In this case, the offences occurred approximately three to five months apart. Despite ground (e) of the Appellant's grounds, I am satisfied that the offences are not related offences for the purposes of the CIC Act and accordingly the available maximum compensation for the offences under the CIC Act is $100,000.
This is a jurisdictional limit and should not be regarded as 'the appropriate amount of compensation to be provided for the worst possible case': Neumann (463).
The Appellant submits that, because the first of the two Offences was committed during the month of July 1991, which was very soon after the maximum amount of compensation payable for offences committed after 30 June 1991 was increased from $20,000 to $50,000, some sort of transitional provisions should somehow be read into the Table in s 31 of the CIC Act. As I understand this submission, the Appellant considers that the maximum amount of compensation for the first Offence should be something less than $50,000. The submission is clearly wrong and I reject it.
I am entirely satisfied that the appropriate amount of general damages that is just for the injuries sustained by the Respondent as a consequence of the commission of the Offences is well in excess of the court's jurisdictional limit of $100,000 and I assess compensation at $100,000.
Final issue – review of limit on the amount recoverable from the Appellant
There remains the issue of whether the order made by the Assessor limiting the amount of the compensation award which can be recovered by the CEO from the Appellant is reviewable in this proceeding. I conclude that it is not.

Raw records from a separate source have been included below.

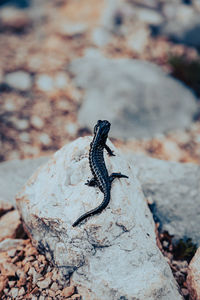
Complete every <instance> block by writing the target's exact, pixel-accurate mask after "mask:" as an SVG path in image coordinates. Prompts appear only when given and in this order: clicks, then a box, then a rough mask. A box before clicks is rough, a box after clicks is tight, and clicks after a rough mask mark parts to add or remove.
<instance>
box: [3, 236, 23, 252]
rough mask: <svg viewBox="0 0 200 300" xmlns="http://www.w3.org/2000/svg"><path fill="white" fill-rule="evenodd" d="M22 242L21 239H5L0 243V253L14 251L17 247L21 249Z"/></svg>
mask: <svg viewBox="0 0 200 300" xmlns="http://www.w3.org/2000/svg"><path fill="white" fill-rule="evenodd" d="M23 245H24V240H22V239H10V238H7V239H5V240H3V241H2V242H0V253H1V252H5V251H9V250H11V249H16V248H17V247H23Z"/></svg>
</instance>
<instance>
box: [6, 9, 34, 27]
mask: <svg viewBox="0 0 200 300" xmlns="http://www.w3.org/2000/svg"><path fill="white" fill-rule="evenodd" d="M30 24H31V19H30V18H29V16H28V14H27V12H25V11H23V10H21V9H20V10H19V9H16V8H14V7H4V8H1V11H0V26H1V27H6V28H9V29H14V30H22V29H24V28H25V27H27V26H29V25H30Z"/></svg>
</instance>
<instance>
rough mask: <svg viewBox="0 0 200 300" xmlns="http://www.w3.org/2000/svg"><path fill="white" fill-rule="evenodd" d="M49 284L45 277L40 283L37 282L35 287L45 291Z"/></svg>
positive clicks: (38, 282)
mask: <svg viewBox="0 0 200 300" xmlns="http://www.w3.org/2000/svg"><path fill="white" fill-rule="evenodd" d="M50 284H51V278H50V277H47V278H45V279H44V280H42V281H38V282H37V286H38V287H39V288H41V289H46V288H48V287H49V285H50Z"/></svg>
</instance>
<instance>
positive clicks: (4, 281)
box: [0, 275, 7, 295]
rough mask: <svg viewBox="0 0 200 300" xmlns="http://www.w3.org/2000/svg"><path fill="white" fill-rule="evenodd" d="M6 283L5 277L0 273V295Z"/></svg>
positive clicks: (2, 290)
mask: <svg viewBox="0 0 200 300" xmlns="http://www.w3.org/2000/svg"><path fill="white" fill-rule="evenodd" d="M6 284H7V278H5V277H4V276H1V275H0V295H1V292H2V291H3V290H4V289H5V287H6Z"/></svg>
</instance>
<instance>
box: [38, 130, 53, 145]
mask: <svg viewBox="0 0 200 300" xmlns="http://www.w3.org/2000/svg"><path fill="white" fill-rule="evenodd" d="M39 140H40V142H41V143H42V144H43V145H44V146H49V145H50V144H51V138H50V137H49V135H48V134H46V133H42V134H40V136H39Z"/></svg>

The power under s 45 of the CIC Act to order that only part of the compensation award can be recovered from the Appellant may be exercised if the Assessor 'thinks it is just to do so'.
The relevance of an order under s 45 only arises if the CEO applies to the Chief Assessor for a compensation reimbursement order. If such an application is made and a reimbursement is ordered, then an appeal can be made under s 55(2) of the CIC Act against the Assessor's decision, including an appeal as to the amount of the reimbursement order.
While it is arguable that the setting of a limit on the amount of compensation which may be recovered from the Appellant forms part of the Assessor's decision to award compensation and is therefore reviewable in this proceeding, in my opinion the better view is that any review of the amount recoverable should form part of an appeal of a compensation reimbursement order, should one be made.
Accordingly, even if it is open to me to do so, I decline to make an order in this proceeding to reduce the amount of compensation which can be recovered from the Appellant.
Final orders
For these reasons, I make the following orders:
1.The time within which the Respondent may make an application for compensation be extended to 31 March 2018.
2.The time within which the Appellant may commence an appeal from the decision of the Assessor be extended to 8 February 2020.
3.The decision of Assessor Robert Guthrie made on 16 January 2020 is affirmed.
4.Each party do bear its own costs.
I certify that the preceding paragraph(s) comprise the reasons for decision of the District Court of Western Australia.